Certainly there are people who cut corners, exaggerate claims, and manipulate assistance programs to their advantage. There are also spectacularly wealthy people who do the same with the tax code, campaign finance, and the legal system. At every income level some people are honest earners of everything they have, and some are conniving shitweasels looking to get ahead by any means necessary. People are people, regardless of economic class, and some blow-dried suit monkey or steely-eyed hairspray hag on TV implying (or in some cases, stating outright) that poor people are poor because they are shiftless and inferior is no different from an 1880’s robber-baron invoking “Social Darwinism” as justification for his enormous blood-soaked fortune while his workers starve.
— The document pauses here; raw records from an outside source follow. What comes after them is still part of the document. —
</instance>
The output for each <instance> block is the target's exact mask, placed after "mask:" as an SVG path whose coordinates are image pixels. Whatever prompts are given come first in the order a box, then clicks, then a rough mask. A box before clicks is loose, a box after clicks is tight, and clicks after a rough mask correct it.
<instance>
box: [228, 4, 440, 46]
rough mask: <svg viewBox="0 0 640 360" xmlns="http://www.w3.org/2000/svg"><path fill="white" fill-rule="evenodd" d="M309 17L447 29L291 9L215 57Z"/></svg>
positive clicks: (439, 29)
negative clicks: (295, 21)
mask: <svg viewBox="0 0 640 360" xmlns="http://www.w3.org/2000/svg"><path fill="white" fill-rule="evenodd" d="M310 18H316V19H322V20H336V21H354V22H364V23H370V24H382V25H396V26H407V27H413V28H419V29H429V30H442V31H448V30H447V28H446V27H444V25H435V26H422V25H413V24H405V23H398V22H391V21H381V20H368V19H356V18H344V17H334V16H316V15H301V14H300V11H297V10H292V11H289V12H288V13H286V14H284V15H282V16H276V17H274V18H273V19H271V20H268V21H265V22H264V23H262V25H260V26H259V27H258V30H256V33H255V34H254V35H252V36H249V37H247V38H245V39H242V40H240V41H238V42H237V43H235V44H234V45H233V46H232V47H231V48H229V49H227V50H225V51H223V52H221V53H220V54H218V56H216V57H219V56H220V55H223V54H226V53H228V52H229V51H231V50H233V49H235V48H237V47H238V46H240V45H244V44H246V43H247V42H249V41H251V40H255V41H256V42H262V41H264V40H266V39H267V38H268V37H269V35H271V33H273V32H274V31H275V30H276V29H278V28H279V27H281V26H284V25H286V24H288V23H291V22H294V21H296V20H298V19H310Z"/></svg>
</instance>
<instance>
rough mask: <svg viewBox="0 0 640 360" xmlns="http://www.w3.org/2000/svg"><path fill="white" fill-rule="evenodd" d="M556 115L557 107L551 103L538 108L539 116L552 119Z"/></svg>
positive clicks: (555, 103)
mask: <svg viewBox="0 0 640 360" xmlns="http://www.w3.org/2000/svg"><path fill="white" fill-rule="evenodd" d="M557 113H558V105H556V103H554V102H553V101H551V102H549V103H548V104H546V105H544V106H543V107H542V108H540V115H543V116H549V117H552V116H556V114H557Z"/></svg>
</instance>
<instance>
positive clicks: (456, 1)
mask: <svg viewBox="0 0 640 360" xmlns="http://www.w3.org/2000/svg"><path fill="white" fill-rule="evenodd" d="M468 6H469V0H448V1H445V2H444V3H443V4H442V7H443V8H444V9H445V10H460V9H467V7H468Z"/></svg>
My first proposal is to make it a federal crime on par with treason to become a television pundit. I would especially like to include a mandatory minimum sentencing structure for anyone found guilty of aiding and abetting Bill O’Reilly, but that is all really just to make myself feel better. There is no point in arguing about the scientific or statistical validity of these commentators' content. The dissemination of useful information or the opening of a constructive debate, these things are not the point of these shows. The point of these shows is to create entertaining television through zealotry and emotional manipulation, a goal that they pull off in spades. Trouble is, lots of people take them seriously.

For now, I guess I’ll just go ahead and make dinner on the government’s dime. All I had to do was fill out several forms several times, take numerous trips for three-hour waits in a depressing county office, agree to keep them apprised of all future changes in my income, and allow them to send me lots of incomprehensible, contradictory, and vaguely threatening mail. But hey, freeloading isn’t free.